岩覚の視線を受けた三成は、顔を左右に振り理由がわからないと無言で反応示した。
「殿下、下がってもよろしいでしょうか」
「……岩覚」
「はい」
「今回の大陸沿岸の調査をするべきだと思うか」
「それは」
「鶴松が言った事も分かる。しかし、この度の利休の事、調査の事がなければ起きえぬかもしれなかった
「……」
「いや、鶴松を責めるわけではない。利休も諸大名に影響力が強くなっていく事を考えれば、何れ処罰せざるおえなくなったであろう。茶器など、高値で売りつけたりしておったからな」
「……」
「小竹が居れば調整も可能だろうが……いや、それはよい、朝鮮へ兵を出すことを決めておれば、今回の件はなかったのではなかったか、もし、調査など考えず出兵の事を進めておけば、いらぬ介入も受けずにすんだのかもしれん」
「殿下、確かに調査の件が出たことにより、利休殿取り巻く環境が変わったのは事実だと思います。しかし、利休殿の死とは関係ないかと思います。秀長殿のお命を考えれば、利休殿が殺害すれば豊臣家の柱が消え屋台骨が揺らがせる為の策略とお考えですか」
秀吉は無言で頷き、三成は眉間のしわを一層深めたが、岩覚は笑顔になった。
笑顔を不審に思い秀吉は首を傾げた。
「殿下、悲観されますな。豊臣家には鶴松様がおられます。それに、鶴松様の希望により年若い一族の者たちも足利学校を手本に、学び舎を作り育てようとしております。また、殿下の元に居た三成殿、清正殿、正則殿などの関係も、鶴松様の存在により和らいでおります。」
「……そうか」
「今回の調査の件も、決して悪いことではありません。戦乱の世が収まり、民は安堵しております。大陸への出兵は確かに諸大名の力を落とせる効果はあるかもしれませんし、所領が増えれば大陸へ不満を抱える者たちを移すことも可能でしょう。しかし、大陸は広大で、物量も膨大です。短期で終わるとは思えませんし、我々を見下している大陸の者たちが簡単に膝を屈するとは思えません。圧政を敷き、賄賂など汚職が蔓延し民は不満を抱えているとも商人からは聞いていますので、案外民が雪崩をうって従うやもしれません」
「ふむ、出兵も良いのではないか」
岩覚は首を振りながら否定した。
「短期的には支配できるかもしれません」
「短期か」
「はい。すべての領地を豊臣家が支配し、どこの門地も出身者も平等に扱い、民を労われば末永く支配できるかもしれません。でも、そこを進軍するのは戦乱の法になれた諸大名です。略奪や人さらいなどを行う可能性があります。そうなれば、現地の民は怒り狂い一揆を起こすでしょう。住みやすくなると期待し、裏切られた反発は一向衆のような騒乱になるかもしれません。」
「死兵になると」
「はい、生きる望みが絶たれれば、死も恐れないでしょう」
「其処に明や朝鮮の支配層が絡めば、安易に勝てぬか」
「そうです。ただ、民は支配していた連中に素直に従うかは分かりませんが」
「恨みが募っているということか」
「それもありますが、野心の持ったものが新たな支配者になる為に蠢動することもあるので、混沌とした状況が続く可能性も高くなり、こちらに意識を向けることもなくなるかもしれません。国内的には、出兵を命じられた諸大名が得ることもなく、損失しかなければ不満が高まるでしょうし、負担をかけられる民も恨みを持つでしょう。
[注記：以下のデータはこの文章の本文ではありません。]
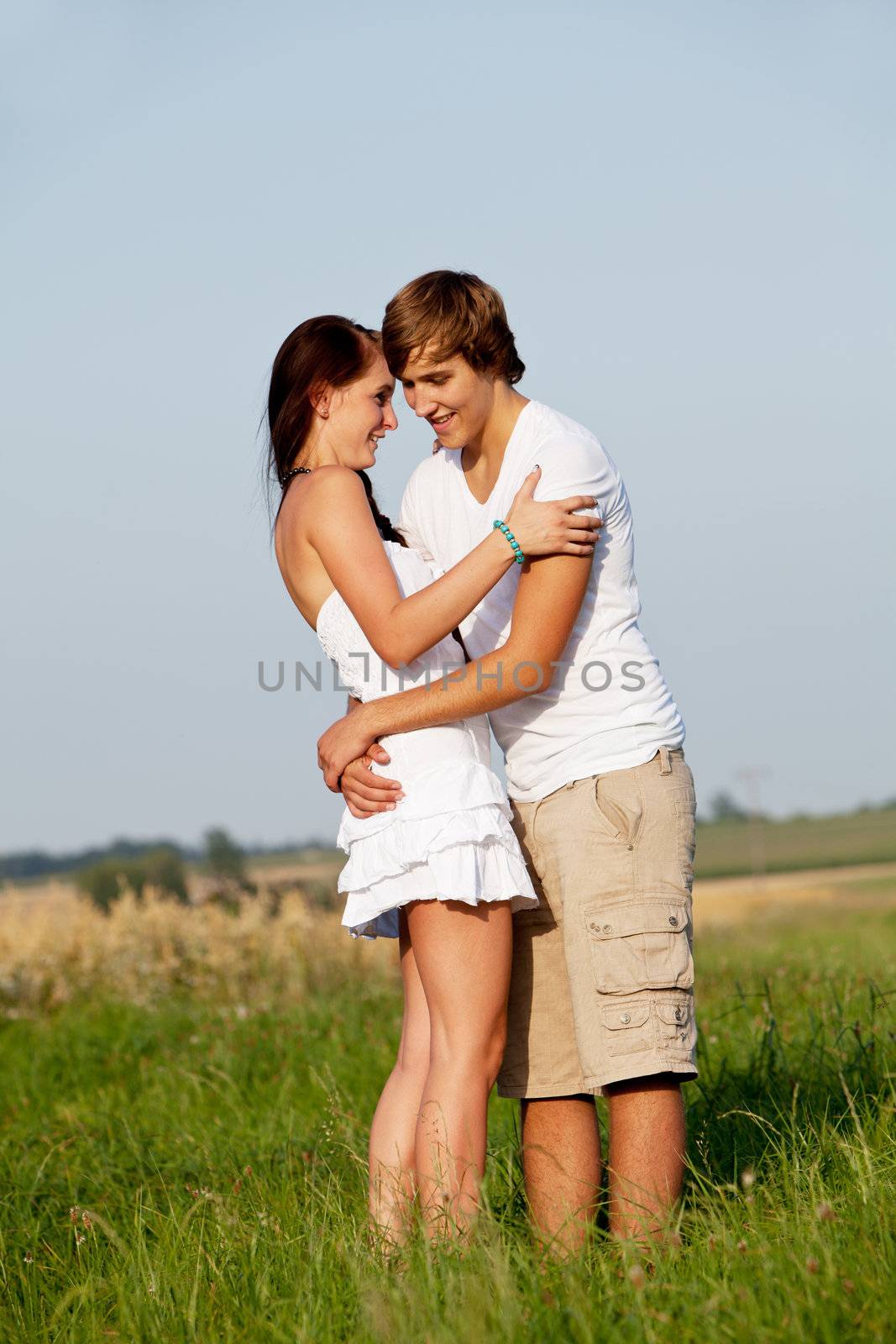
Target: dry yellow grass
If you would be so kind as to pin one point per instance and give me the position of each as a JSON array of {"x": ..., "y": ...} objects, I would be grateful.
[{"x": 54, "y": 945}]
それは決して、豊臣家に益にはなりません」
「……」
「出兵が成功すればよし失敗すれば恨みは豊臣家に向けられ、その隙を突かれる可能性は高いでしょう」
岩覚の話を聞き、秀吉は深い溜息を吐いた。
秀吉にとっては、大陸への進出は立場の強化、諸大名の弱体化、そして、偉大な信長を超える為の行為だと考えていた。
鶴松に指摘され、こうして岩覚に言われると自分の考えに間違いはなかったかと、考え直してみる。
絶対的権力者として、自己否定は自我の崩壊にも繋がる為、秀吉は眼を背けて来た。だが、鶴松という後継者を得て、岩覚を表舞台に戻し身近に置くことにより、考えも変わって来た。
今後の豊臣家を、生きているうちに何とか盤石に近い状況に近づける為には、失敗は少ない方が良いと考え直していた。
「そうだな、調査の件は進めよう」
秀吉の言葉に、岩覚は頭を下げた。